Credo che ci dica, della nostra società che è in atto la distruzione dei concetti antropologici e quindi in modo particolare del rispetto della dignità della persona umana; inoltre ci dice che il cammino dell’individualismo, del ciascuno-fa-come-gli-pare-e-come-vuole è ormai totale, e così si evidenzia “il diritto della donna a gestire il proprio corpo come vuole”; non c’è più nulla che difenda il più debole, in questo caso il bambino che sta iniziando la sua vita …

D. – Un altro punto che lei tratta nella sua lettera riguarda la limitazione della libertà d’espressione. In che modo questa misura rappresenterebbe una vera minaccia, un attacco allo stesso principio di democrazia?

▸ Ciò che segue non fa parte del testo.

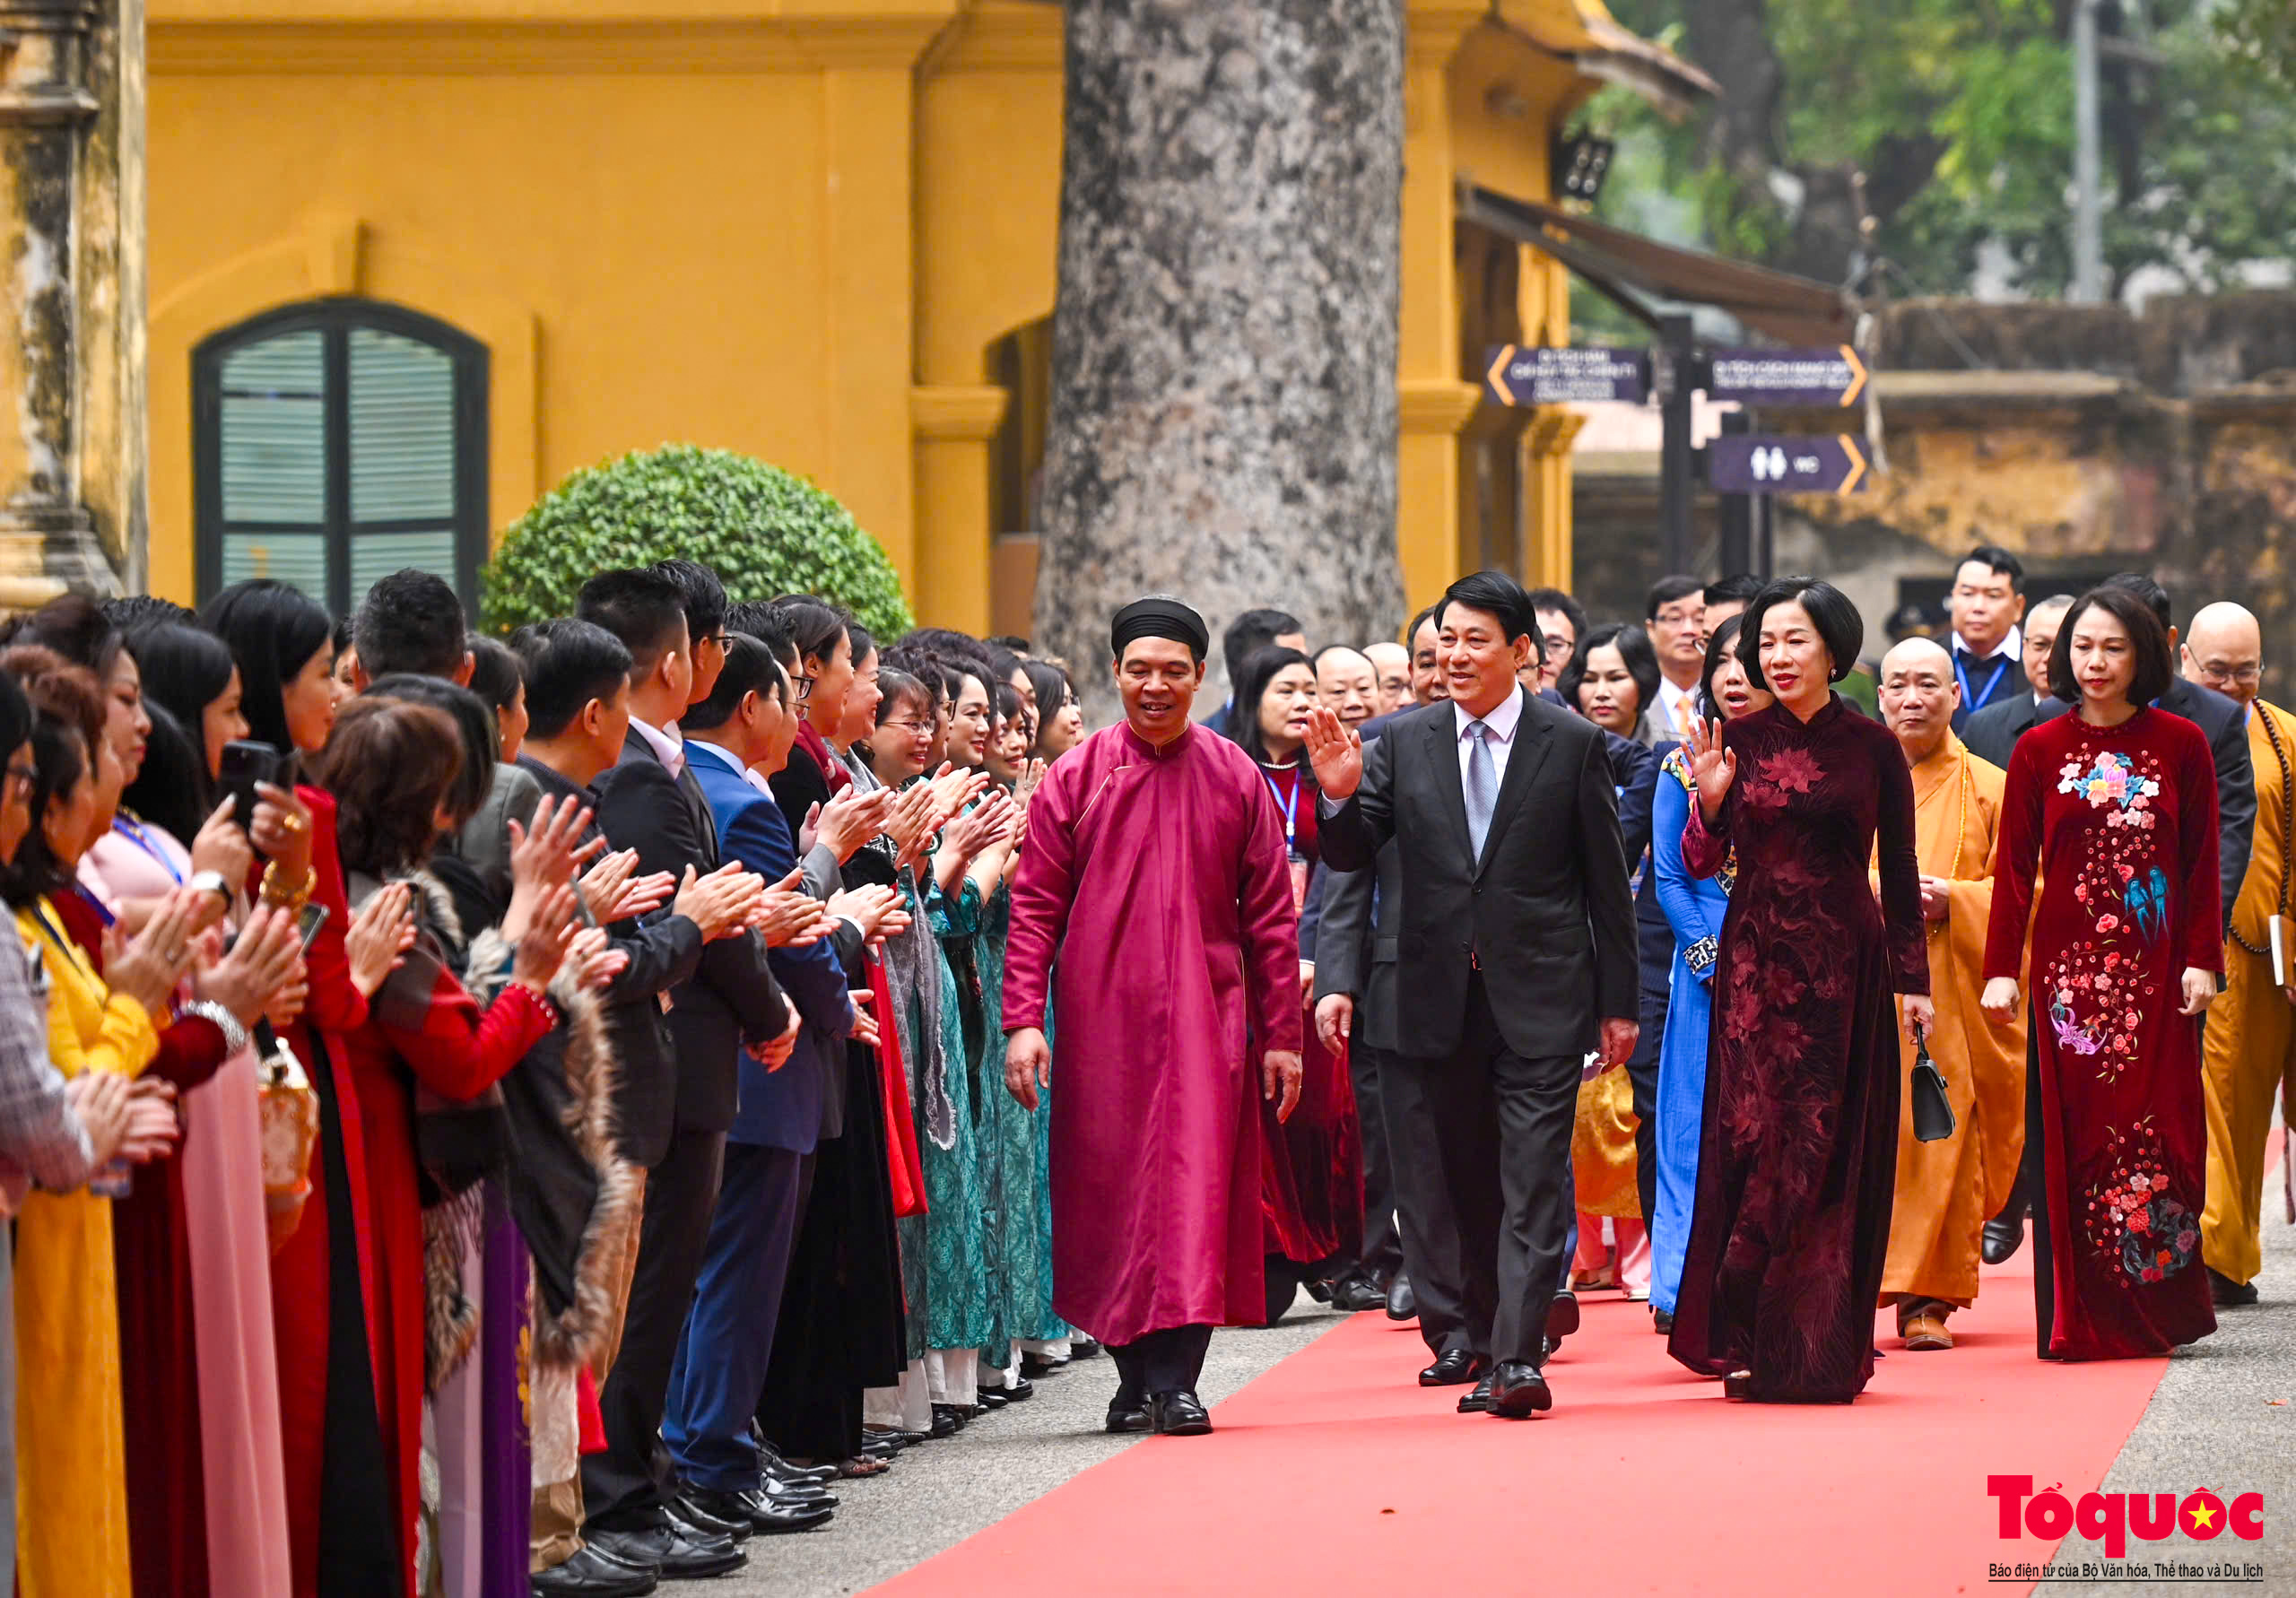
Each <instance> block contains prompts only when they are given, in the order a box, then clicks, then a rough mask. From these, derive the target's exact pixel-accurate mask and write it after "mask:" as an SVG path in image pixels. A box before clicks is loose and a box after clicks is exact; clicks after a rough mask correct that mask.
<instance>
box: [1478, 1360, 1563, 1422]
mask: <svg viewBox="0 0 2296 1598" xmlns="http://www.w3.org/2000/svg"><path fill="white" fill-rule="evenodd" d="M1552 1407H1554V1394H1550V1391H1548V1378H1543V1375H1538V1371H1536V1368H1534V1366H1527V1364H1522V1362H1520V1359H1506V1362H1504V1364H1499V1368H1497V1371H1492V1373H1490V1412H1492V1414H1497V1417H1502V1419H1508V1421H1527V1419H1529V1417H1531V1414H1536V1412H1538V1410H1552Z"/></svg>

Questo lei afferma nella lettera …

R. – On voit bien qu’on a eu dans notre Pays des grandes discussions légitimes au moment des attentats …

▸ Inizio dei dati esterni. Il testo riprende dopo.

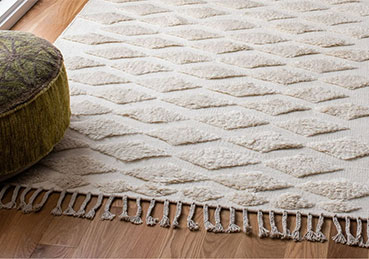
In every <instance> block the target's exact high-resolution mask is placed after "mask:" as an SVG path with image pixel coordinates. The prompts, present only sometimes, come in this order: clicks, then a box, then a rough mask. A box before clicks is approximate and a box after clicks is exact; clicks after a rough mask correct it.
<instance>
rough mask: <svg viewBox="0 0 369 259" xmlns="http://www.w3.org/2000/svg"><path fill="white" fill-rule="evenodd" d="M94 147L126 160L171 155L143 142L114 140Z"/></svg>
mask: <svg viewBox="0 0 369 259" xmlns="http://www.w3.org/2000/svg"><path fill="white" fill-rule="evenodd" d="M93 149H95V150H97V151H100V152H101V153H104V154H106V155H109V156H113V157H115V158H117V159H119V160H122V161H124V162H132V161H137V160H141V159H144V158H154V157H166V156H169V155H168V154H167V153H166V152H165V151H163V150H160V149H158V148H155V147H152V146H149V145H147V144H145V143H143V142H133V141H131V142H128V141H126V142H114V143H109V144H98V145H96V146H95V147H93Z"/></svg>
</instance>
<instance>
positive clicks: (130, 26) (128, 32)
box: [103, 24, 157, 36]
mask: <svg viewBox="0 0 369 259" xmlns="http://www.w3.org/2000/svg"><path fill="white" fill-rule="evenodd" d="M103 30H105V31H108V32H113V33H117V34H121V35H125V36H137V35H147V34H155V33H157V32H156V31H154V30H152V29H149V28H146V27H143V26H139V25H131V24H123V25H115V26H109V27H105V28H103Z"/></svg>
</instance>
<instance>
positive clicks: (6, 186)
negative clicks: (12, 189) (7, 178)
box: [0, 184, 10, 209]
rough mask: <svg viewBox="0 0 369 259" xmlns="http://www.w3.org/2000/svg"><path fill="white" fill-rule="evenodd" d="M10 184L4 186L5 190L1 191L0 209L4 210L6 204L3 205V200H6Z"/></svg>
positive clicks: (7, 184)
mask: <svg viewBox="0 0 369 259" xmlns="http://www.w3.org/2000/svg"><path fill="white" fill-rule="evenodd" d="M9 187H10V186H9V184H7V185H5V186H3V188H1V191H0V209H2V208H3V207H4V204H3V203H2V200H3V198H4V195H5V193H6V191H7V190H8V189H9Z"/></svg>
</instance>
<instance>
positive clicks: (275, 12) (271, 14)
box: [246, 9, 295, 21]
mask: <svg viewBox="0 0 369 259" xmlns="http://www.w3.org/2000/svg"><path fill="white" fill-rule="evenodd" d="M246 15H250V16H252V17H255V18H258V19H261V20H266V21H273V20H281V19H289V18H294V17H295V16H293V15H290V14H286V13H282V12H278V11H274V10H267V9H265V10H260V11H252V12H248V13H246Z"/></svg>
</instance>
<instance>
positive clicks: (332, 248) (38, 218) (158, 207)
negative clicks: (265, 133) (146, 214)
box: [0, 0, 368, 258]
mask: <svg viewBox="0 0 369 259" xmlns="http://www.w3.org/2000/svg"><path fill="white" fill-rule="evenodd" d="M86 2H87V0H39V2H38V3H37V4H36V5H35V6H34V7H33V8H32V9H31V10H30V11H29V12H28V13H27V14H26V15H25V16H24V17H23V18H22V19H21V20H20V21H19V22H18V23H17V24H16V25H15V26H14V27H13V29H14V30H20V31H28V32H32V33H34V34H36V35H38V36H40V37H43V38H45V39H47V40H49V41H51V42H53V41H55V39H56V38H57V37H58V36H59V35H60V33H62V31H63V30H64V29H65V28H66V27H67V26H68V25H69V23H70V22H71V21H72V20H73V19H74V17H75V15H76V14H77V13H78V12H79V11H80V10H81V8H82V7H83V6H84V4H85V3H86ZM57 198H58V196H57V195H56V194H53V195H51V197H50V199H49V201H48V202H47V204H46V205H45V207H44V209H43V210H42V211H41V212H39V213H35V214H28V215H24V214H22V213H21V212H20V211H16V210H0V244H1V249H0V257H35V258H45V257H46V258H52V257H74V258H75V257H80V258H82V257H83V258H85V257H95V258H96V257H100V258H113V257H121V258H123V257H132V258H133V257H140V258H143V257H148V258H150V257H155V258H178V257H189V258H200V257H201V258H210V257H212V258H213V257H228V258H306V257H309V258H332V257H333V258H338V257H346V258H354V257H355V258H360V257H361V258H367V257H368V250H367V249H363V248H358V247H349V246H346V245H340V244H335V243H334V242H333V241H332V240H331V236H333V235H335V228H334V226H333V224H332V222H331V221H330V220H327V221H326V223H325V225H324V231H325V233H329V235H327V237H328V239H329V240H328V241H327V242H325V243H311V242H298V243H295V242H293V241H285V240H279V239H276V240H272V239H270V238H265V239H260V238H258V237H257V227H256V226H257V220H256V215H255V214H250V222H251V224H252V226H253V233H252V235H251V236H248V235H245V234H244V233H235V234H215V233H207V232H206V231H205V230H204V229H203V228H201V230H200V231H197V232H191V231H189V230H188V229H187V228H186V217H185V215H187V214H188V211H189V207H188V206H184V207H183V214H182V217H181V220H180V228H179V229H164V228H161V227H159V226H155V227H148V226H146V225H139V226H136V225H133V224H130V223H127V222H122V221H119V220H118V219H115V220H113V221H101V220H100V216H101V213H102V212H101V211H102V210H100V211H99V212H98V213H97V215H96V217H95V219H94V220H92V221H90V220H87V219H79V218H73V217H67V216H62V217H55V216H52V215H50V211H51V210H52V209H53V208H54V206H55V204H56V202H57ZM68 198H69V197H68ZM68 198H67V200H66V201H65V202H64V206H66V204H67V202H68ZM7 200H10V194H9V193H8V194H7V196H6V197H5V199H4V200H3V201H7ZM95 201H96V198H93V201H91V202H90V204H94V202H95ZM81 202H82V199H81V198H79V199H78V200H77V204H76V206H78V204H80V203H81ZM121 205H122V203H121V201H119V200H117V201H115V202H114V203H113V207H112V212H113V213H116V214H117V215H118V214H120V212H121ZM90 206H91V205H90ZM143 207H144V209H146V208H147V207H148V203H147V202H145V203H143ZM162 209H163V206H162V204H158V205H157V207H156V208H155V210H154V216H157V217H160V216H161V215H162V214H161V213H162ZM170 211H171V218H173V213H174V211H175V205H171V209H170ZM129 213H130V214H131V215H133V213H135V203H134V202H133V201H130V203H129ZM212 213H213V211H211V214H212ZM265 216H266V215H265ZM228 217H229V214H228V212H223V213H222V222H223V224H224V226H225V227H226V226H227V224H228ZM241 217H242V215H241V213H237V218H238V219H240V218H241ZM266 219H267V217H265V224H266V227H267V228H269V227H270V226H269V223H268V220H266ZM195 220H196V221H197V222H199V224H200V225H201V223H202V214H201V210H200V209H198V210H197V212H196V215H195ZM238 223H239V222H238ZM293 224H294V219H293V217H290V225H291V226H290V228H292V227H293V226H294V225H293ZM314 224H316V221H315V222H314ZM239 225H240V223H239ZM277 225H278V227H279V229H281V222H280V217H277ZM302 227H303V231H304V230H305V228H306V222H305V220H304V221H303V224H302ZM354 231H355V225H354V224H353V229H352V232H353V233H355V232H354ZM364 231H366V229H364Z"/></svg>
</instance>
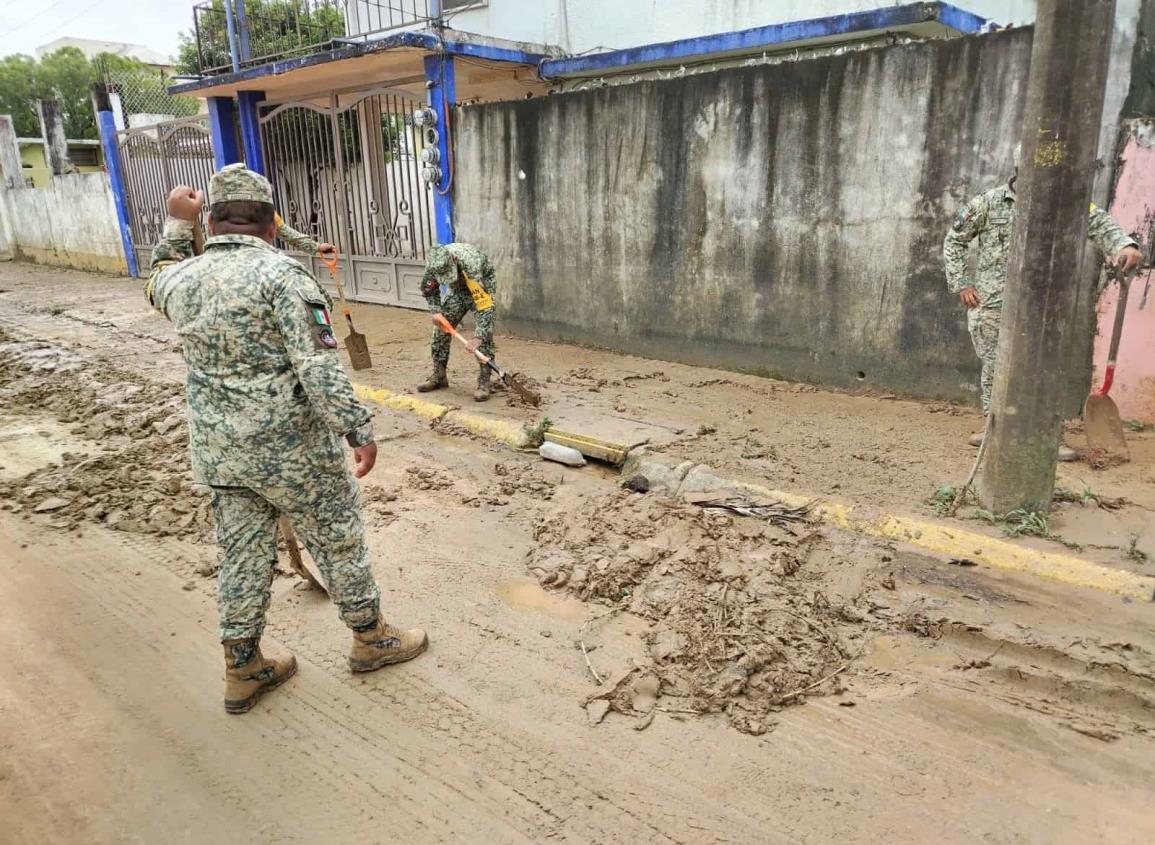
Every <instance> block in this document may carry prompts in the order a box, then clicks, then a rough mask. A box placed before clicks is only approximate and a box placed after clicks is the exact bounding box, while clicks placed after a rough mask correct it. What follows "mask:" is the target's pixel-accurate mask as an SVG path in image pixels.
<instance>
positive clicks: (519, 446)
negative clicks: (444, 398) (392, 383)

Sappiamo tutti che nel nostro Paese ci sono state discussioni – legittime – quando ci sono stati gli attentati di Charlie Hebdo sul diritto e sulla libertà d’espressione. In ogni ambito, nella nostra società è un fondamento, se non uno dei fondamenti e comunque una delle manifestazioni dell’esistenza della democrazia e del diritto di esprimersi in maniera libera. E in questo caso, abbiamo l’impressione che per ragioni “militanti” o ideologiche, ci sia una restrizione del diritto alla libertà d’espressione in internet e una definizione dell’espressione di difesa della vita come inaccettabile in seno alla nostra società.
(Radio Vaticana 30 11 2016)

FRANCIA- approvata legge che vieta di difendere la vita su Internet
Estensione della legge francese sull’aborto che vieta alle associazioni di effettuare consulenze, sostegno e difendere la vita su Internet. Ieri sera infatti con una votazione per alzata di mano, l’Assemblea nazionale ha approvato in prima lettura la norma che aggiunge agli ‘ostacoli all’interruzione di gravidanza’, puniti dalla legge, anche quello ‘digitale’. Il servizio di Roberto Piermarini:

La riforma, che ora dovrà passare all’esame del Senato, nasce da un’iniziativa del governo socialista che punta a oscurare i siti Internet curati da varie associazioni a difesa della vita per sopperire agli effetti di un’altra legge fatta approvare esattamente un anno fa dalla maggioranza che eliminava la settimana obbligatoria di riflessione per le donne che stanno pensando di abortire. L’eliminazione di quello spazio - riporta il sito di Avvenire - nasceva dall’idea secondo la quale la donna non deve rendere conto a nessuno della sua decisione di abortire, che dunque da facoltà depenalizzata a certe condizioni diventa “diritto”. La conseguenza della cancellazione di qualsiasi figura con la quale la donna possa confrontarsi prima di decidere ne era l’inevitabile conseguenza.
Quest’ultimo intervento normativo introduce così una vera e propria repressione di presenze online di quelle associazioni che si dedicano all’ascolto delle donne che si trovano di fronte alla difficile scelta se abortire o meno. Una riforma lungamente annunciata, contro la quale sinora su Internet non si è alzata nessuna tra le voci che abitualmente difendono la libertà di parola.